Sunday 13 December:
You`re kidding! I`m going on a party, my cats are getting a Christmas hamper, and I`ve just taken myself off facebook and cannot post it! But I`m too proud to do it anyway after writing a public farewell note, which was, of course, the point of this note.
Suddenly, my instant messenger starts blinking, and there`s a message from one of the girls I was referring to when I said I think we are close, but somehow, we only ever talk on facebook. She apologizes for being so poor at keeping in touch and wants to arrange a lunch date really, really soon. Can`t wait. It`ll have been about 6 months since I last saw her.
Monday 14 December:
This day just has to be the biggest test ever!!
First of all, I`m going to a job interview and cannot post a selfie as I walk into the door. Then again, people would ask, and then I`d have to equally publicly confess if I was to be unsuccessful.
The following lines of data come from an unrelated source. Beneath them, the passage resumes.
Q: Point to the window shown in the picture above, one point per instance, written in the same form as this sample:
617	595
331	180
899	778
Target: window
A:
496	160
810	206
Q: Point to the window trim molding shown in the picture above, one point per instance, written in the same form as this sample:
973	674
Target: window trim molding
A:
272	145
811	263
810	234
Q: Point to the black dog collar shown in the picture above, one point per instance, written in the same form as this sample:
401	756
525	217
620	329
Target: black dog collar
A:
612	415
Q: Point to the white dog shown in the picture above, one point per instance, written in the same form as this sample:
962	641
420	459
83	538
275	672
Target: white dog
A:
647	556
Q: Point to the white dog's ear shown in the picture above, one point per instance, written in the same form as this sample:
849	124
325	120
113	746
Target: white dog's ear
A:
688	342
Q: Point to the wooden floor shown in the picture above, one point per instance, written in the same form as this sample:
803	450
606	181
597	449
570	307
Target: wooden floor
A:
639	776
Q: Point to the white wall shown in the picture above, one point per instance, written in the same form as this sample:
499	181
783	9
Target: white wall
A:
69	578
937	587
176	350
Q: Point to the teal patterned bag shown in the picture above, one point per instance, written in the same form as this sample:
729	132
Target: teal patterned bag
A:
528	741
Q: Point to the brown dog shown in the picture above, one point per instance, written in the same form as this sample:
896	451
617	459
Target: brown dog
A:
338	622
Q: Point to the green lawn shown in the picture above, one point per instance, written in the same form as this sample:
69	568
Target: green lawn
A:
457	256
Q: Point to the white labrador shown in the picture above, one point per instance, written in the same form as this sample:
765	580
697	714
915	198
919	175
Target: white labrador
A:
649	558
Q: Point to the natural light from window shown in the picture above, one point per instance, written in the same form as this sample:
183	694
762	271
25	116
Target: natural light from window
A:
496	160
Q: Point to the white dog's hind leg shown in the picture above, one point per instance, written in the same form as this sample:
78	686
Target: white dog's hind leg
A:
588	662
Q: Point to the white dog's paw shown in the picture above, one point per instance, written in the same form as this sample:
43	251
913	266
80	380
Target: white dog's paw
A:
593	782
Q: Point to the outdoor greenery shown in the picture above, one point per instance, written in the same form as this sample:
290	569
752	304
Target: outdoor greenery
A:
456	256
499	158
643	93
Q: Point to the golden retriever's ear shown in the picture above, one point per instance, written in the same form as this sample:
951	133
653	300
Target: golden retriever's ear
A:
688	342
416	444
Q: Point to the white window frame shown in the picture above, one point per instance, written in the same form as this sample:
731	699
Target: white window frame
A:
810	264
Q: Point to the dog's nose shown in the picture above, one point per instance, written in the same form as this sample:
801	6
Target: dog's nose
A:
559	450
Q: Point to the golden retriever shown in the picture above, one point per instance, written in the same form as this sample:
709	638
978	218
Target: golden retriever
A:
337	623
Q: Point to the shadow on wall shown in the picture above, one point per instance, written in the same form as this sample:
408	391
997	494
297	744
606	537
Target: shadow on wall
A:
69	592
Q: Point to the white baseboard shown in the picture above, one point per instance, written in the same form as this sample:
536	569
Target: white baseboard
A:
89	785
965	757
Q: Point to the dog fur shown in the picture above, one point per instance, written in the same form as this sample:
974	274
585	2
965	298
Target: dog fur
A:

Back home, the cats go crazy with their new toys, I manage to take a long series of really amazing photos – and I cannot post them on facebook. Instead, I email them to about half of those I think care most. I still want to show them to all! A colleague was talking about a relative abroad who just had a new baby. She posts photos on facebook, but because he`s not on it, ever so often, he gets an email. Sometimes, the relative says those pictures are not on facebook, I took them especially for you, and then he feels really special indeed. And I remember how special a particular New Years` message felt last year, because it came by text rather than one of those blanket facebook statuses of which I`m extremely guilty myself, because it`s just so easy.
A Whatsapp asking whether I`m alright (“Seen you took yourself off facebook”), and another instant message saying that would be a shame if you deleted it completely. It`s from one of the people (abroad) who have none of my details, just facebook, and we would definitely not converse without it. We knew each other since I was about 11.
Best thing in the afternoon: I got offered the job!! And I cannot post it on facebook! I`m sending a few Whatsapps and texts and find myself being rather selective about who is getting the privilege. Then I go to my friend who opens a bottle of proper Champagne, and we get drunk. My phone is constantly flashing with messages from people who want to hear all about it, and while I`d of course need to tell just once for all on facebook, I`m not tiring of repeating everything all over again until I collapse laughing because I can`t manage to type a full sentence any more.
Everyone who matters was there at least in spirit. I didn`t need to broadcast my news to 110 people, but I couldn`t help thinking that, if I had not been successful, I would not have felt the urge to post a selfie and say. I`d be equally selective about who I tell, and I`d be grateful that I could. So is facebook all about bragging then? Some say so, although I always rejected the idea that this may apply to myself.
Tuesday 15 December:
I deliberately didn`t include the two ladies I was going to see today. I looked into their faces as I told them, and then we threw our arms around each other and danced around the room.
One of the girls is going to join me on my facebook break in January. She, too, is from another country, and she often thought about using facebook only for people back home, while those who are here in Scotland should be texted, telephoned and met for coffee.
Wednesday 16 December:
Bored in a waiting room. I instinctively grab my phone, but as the facebook icon is not there, I browse flipboard instead and read their summary of 2015.
All over sudden I think I may have worked out why so many people like selfies. It`s because they don`t need to read a text of three lines – they can just click a button without paying any attention, and pleased someone.
Thursday 17 December
I want to write one of those cryptic posts that only one person would understand. I briefly consider texting, but somehow, it wouldn`t be as funny. But, even if I had not taken a break from facebook, I wouldn`t have written this post. I may think about it, but when I consider how it would look to other people, just like the cats` hamper, I don`t actually post it.
I also consider emigrating to another social media website, but this would be cheating and keep alive the aspects of narcissism and visibility. Maybe, I should instead give some more thought to why it is that I feel that need to publicise myself at all. I briefly considered extending this break to my blog, but can`t imagine what I`d do with myself if I logged out of it all, so I`m looking for excuses and come up with the loads of ways in which the blog is different.